La barbarie no se cura
Platón agradecía a los dioses, según se cuenta, el haber nacido griego en vez de bárbaro, varón y no mujer, y libre en lugar de esclavo. Esta es la leyenda de unas mujeres bárbaras que viajaban cautivas en un barco. Nos la cuenta Heródoto, pero sucedió mucho tiempo antes de que el padre de la Historia acometiera su colosal crónica. Sucedió cuando el mundo era joven, Grecia andaba en mantillas y el Mar Negro aún no había recibido su nombre.
Surcaba el Mar Negro una nave desvencijada, la última de la flotilla helena que había acudido a aquel rincón del mundo escoltando a Heracles en su búsqueda del cinturón de Hipólita, reina de las amazonas. Se cuenta que el héroe tuvo que emplearse a fondo, pero que finalmente logró arrebatar el trofeo del talle de su difunta portadora. Nadie sabe con certeza qué sucedió durante aquel viaje. Acaso Heracles, el viejo héroe, ni siquiera existiera, perdóneseme la blasfemia. Pero lo que es seguro es que los griegos que lo acompañaban, que sostenían que lo acompañaban, pillaron y saquearon a placer en las costas meridionales del Mar Negro, y emprendieron el retorno a su patria con las naves repletas de tesoros. Mas, como siempre sucede en las grandes aventuras, no todos los expedicionarios consiguieron regresar al hogar.

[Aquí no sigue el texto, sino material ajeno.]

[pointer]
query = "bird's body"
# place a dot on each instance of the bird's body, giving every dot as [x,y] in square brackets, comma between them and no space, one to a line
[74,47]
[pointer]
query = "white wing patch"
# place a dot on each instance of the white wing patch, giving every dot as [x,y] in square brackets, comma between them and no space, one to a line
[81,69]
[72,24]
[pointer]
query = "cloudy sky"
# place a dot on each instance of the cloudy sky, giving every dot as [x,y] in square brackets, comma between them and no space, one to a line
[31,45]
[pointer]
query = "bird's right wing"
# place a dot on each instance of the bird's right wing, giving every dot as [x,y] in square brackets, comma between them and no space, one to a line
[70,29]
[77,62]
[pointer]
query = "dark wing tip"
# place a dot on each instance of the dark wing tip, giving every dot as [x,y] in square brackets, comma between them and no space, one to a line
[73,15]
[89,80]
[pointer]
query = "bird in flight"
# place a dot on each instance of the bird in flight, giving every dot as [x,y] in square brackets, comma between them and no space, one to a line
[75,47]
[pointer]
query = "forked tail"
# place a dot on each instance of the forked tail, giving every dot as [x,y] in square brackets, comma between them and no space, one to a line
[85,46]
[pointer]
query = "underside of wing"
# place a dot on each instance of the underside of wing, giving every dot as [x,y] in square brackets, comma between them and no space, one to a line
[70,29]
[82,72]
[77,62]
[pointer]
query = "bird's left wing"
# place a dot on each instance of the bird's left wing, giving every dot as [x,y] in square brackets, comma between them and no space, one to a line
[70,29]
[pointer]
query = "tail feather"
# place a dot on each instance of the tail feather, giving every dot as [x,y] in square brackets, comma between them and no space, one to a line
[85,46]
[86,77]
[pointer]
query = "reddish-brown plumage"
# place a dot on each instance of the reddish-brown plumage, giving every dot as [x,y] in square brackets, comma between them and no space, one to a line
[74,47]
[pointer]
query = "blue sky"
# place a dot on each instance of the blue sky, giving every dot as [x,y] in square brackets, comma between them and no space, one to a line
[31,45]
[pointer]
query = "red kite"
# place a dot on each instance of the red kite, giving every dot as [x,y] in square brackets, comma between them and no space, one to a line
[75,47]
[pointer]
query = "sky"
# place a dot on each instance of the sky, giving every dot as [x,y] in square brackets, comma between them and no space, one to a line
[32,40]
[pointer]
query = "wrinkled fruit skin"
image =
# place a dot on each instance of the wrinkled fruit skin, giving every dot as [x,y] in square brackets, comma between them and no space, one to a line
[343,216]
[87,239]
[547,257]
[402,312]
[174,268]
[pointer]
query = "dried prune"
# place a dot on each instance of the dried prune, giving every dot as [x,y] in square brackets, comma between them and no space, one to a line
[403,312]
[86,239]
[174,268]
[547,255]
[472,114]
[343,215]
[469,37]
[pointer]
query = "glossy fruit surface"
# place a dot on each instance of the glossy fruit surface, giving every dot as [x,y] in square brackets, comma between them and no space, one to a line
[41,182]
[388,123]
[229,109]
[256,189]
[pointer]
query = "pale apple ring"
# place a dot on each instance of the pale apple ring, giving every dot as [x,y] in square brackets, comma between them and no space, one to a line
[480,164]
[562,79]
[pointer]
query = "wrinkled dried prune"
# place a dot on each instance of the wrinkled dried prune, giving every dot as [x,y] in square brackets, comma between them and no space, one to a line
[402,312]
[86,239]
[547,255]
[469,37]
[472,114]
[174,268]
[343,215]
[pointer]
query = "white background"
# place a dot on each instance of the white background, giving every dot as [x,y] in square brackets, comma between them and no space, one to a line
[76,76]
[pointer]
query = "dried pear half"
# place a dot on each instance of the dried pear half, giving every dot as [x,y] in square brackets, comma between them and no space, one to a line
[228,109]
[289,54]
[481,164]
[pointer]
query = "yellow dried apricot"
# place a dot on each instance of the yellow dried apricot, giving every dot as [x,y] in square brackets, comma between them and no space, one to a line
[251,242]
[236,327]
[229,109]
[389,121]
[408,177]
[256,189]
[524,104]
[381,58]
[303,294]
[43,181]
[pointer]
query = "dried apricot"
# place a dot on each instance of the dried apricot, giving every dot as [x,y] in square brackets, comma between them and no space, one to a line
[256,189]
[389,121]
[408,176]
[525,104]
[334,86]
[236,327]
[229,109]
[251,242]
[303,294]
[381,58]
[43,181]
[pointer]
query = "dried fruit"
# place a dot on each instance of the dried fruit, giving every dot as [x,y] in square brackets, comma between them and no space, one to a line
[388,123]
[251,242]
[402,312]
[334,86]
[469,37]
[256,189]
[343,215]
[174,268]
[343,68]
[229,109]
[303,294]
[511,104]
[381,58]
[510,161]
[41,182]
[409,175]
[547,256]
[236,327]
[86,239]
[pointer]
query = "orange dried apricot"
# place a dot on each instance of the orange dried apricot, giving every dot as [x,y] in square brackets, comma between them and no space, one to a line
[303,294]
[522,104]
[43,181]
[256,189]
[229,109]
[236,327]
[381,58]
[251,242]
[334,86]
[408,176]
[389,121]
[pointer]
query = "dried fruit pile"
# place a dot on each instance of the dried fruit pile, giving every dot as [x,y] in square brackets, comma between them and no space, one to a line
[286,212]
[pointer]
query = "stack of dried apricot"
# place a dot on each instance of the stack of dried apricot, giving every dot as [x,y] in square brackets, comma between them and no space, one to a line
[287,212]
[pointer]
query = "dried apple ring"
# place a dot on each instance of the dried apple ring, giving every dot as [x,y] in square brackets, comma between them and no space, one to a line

Ninguna mujer sabe pilotar un barco. Menos aún las amazonas, incultas, de naturaleza bárbara y bestiales instintos. Pero, tras sufrimientos sin cuento sobre un mar cambiante, cuenta Heródoto que un viento favorable, nacido del más puro azar, terminó por arrastrar aquel buque a la deriva hacia el norte, haciéndolo encallar en unas tierras ignotas. Tierras agrestes, esteparias, por las que los griegos tardarían siglos en aventurarse.
Los escitas locales, de hecho, pronto tuvieron noticia de la llegada de aquellos extraños seres que, malolientes, vapuleados y en cueros, habían invadido las fronteras de su territorio. Y enviaron una expedición contra ellos. Pero pronto descubrieron que se trataba de mujeres, y bellas por añadidura, por lo que cesaron en sus ataques. Además, ellas se habían apoderado de una manada de caballos salvajes, de los caballos indómitos que pacían por aquellas tierras y que nunca antes nadie había conseguido amaestrar, seguramente porque se requería una naturaleza embrutecida como la de las recién llegadas para entenderse con semejantes bestias. El caso es que, a lomos de aquellos pencos, las mujeres habían repelido cada una de las acometidas escitas. Así que estas cesaron. En su lugar, los escitas optaron por otro tipo de acercamiento. Seleccionaron a unos cuantos jóvenes, los más gallardos de la tribu, y los enviaron al lugar que las mujeres habían elegido para guarecerse, con orden de plantar sus tiendas en las inmediaciones y mantenerse a la expectativa.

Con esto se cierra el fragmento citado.